Mikhail Geroshkov began a prayer, something his mother had taught him decades before. At one time it was a practice he had disapproved. Now he said it aloud, over and over. The deck had become almost vertical, leaving him lying in his seat on his back, strapped in like a cosmonaut in a rocket. “Our Father who art in Heaven, hallowed be Thy name—”
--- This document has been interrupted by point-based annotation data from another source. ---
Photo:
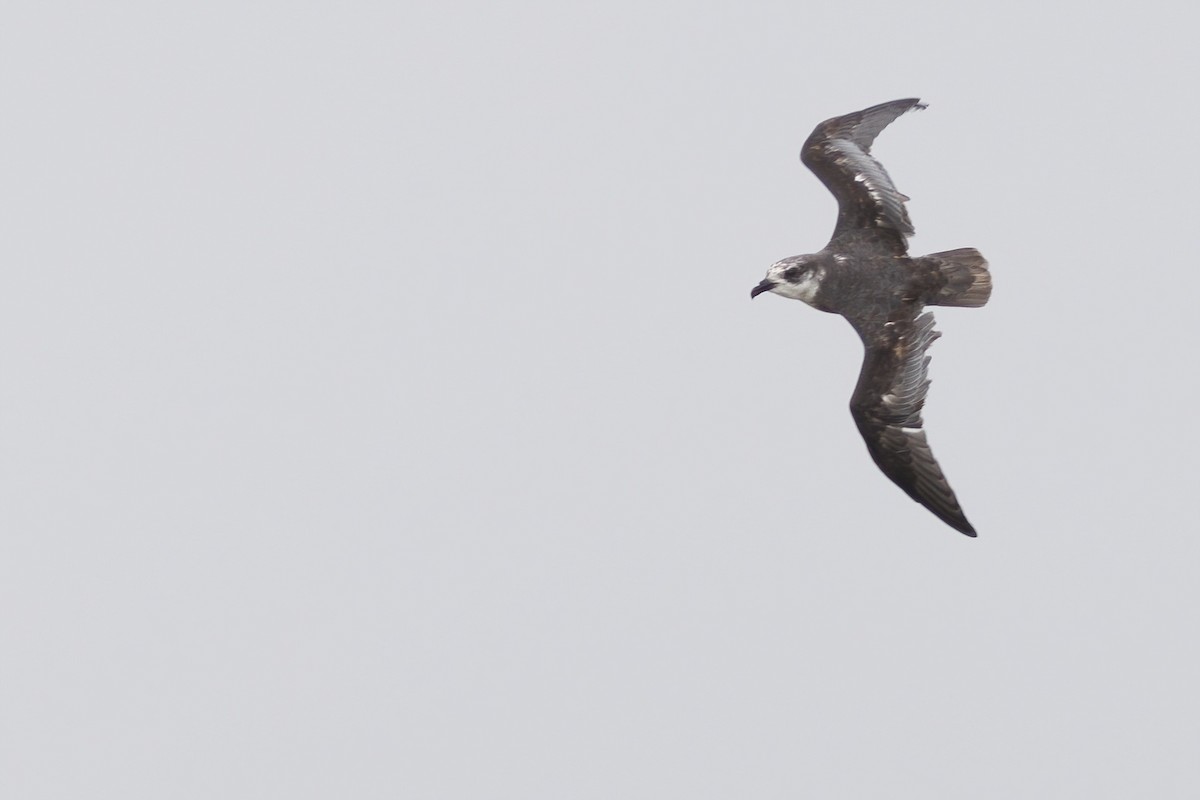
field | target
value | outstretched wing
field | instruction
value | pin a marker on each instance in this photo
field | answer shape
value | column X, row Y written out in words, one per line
column 839, row 152
column 887, row 405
The forward bulkhead of the sixth compartment collapsed and ruptured at a depth of 1970 meters. With a thunderclap of pressure it compressed the contents of the sixth compartment like the air in an engine’s cylinder, and like the air in a diesel engine, the compression shot up the air temperature thousands of degrees. For just an instant the nuclear control room was lit by the bright flash of the approaching flame front, the leading edge of the compression wave. Geroshkov was allowed milliseconds to see the wall of flames coming toward him at sonic velocity, 5500 clicks, but he had no time to open his mouth to scream. By the time the pressure wave reached the aft bulkhead of nuclear control, the scattered tissues that a moment before comprised Mikhail Geroshkov had vaporized in the soaring pressures and temperatures of the fiery air. The aft half of the Kaliningrad hit the Arctic Ocean bottom, a crushed lump of steel and titanium. The debris field it created was a kilometer wide, four kilometers long. The once mighty submarine, the pride of the Northern Fleet, was now little more than a titanium coffin.

USS DEVILFISH

Anyone in the control room of the USS Devilfish at 0945 Greenwich Mean Time would object to being called lucky. Of course, none could know what had just happened to the men in the after-hull of the OMEGA submarine. Pacino had not bothered to grab onto a handhold in the overhead when the Magnum had returned. Convinced that the Magnum detonation would mean his death, he had stood there, rooted to his spot on the Conn, his arms crossed across his chest. The shock wave from the Magnum’s nuclear explosion first hit the screw and passed through the ship longitudinally, its force accelerating the ship forward in an enormous four-g jerk. The ship control team sitting strapped into seats at the forward panel had no headrests, the backs of the seats coming only up to shoulder level. All three were jerked backward so abruptly and forcefully that their necks were broken. One, the Diving Officer, died not from a broken neck but from asphyxiation when vertebrae punctured his throat. The four men sitting at the fire-control console were hurled forward, resulting in broken bones, concussions, deep gashes, finger-amputations. The battlestations watchstanders who had been standing were tossed, sands in a gale-force wind. After the shock wave passed the only sounds in the room were the groans and labored breathing of the wounded.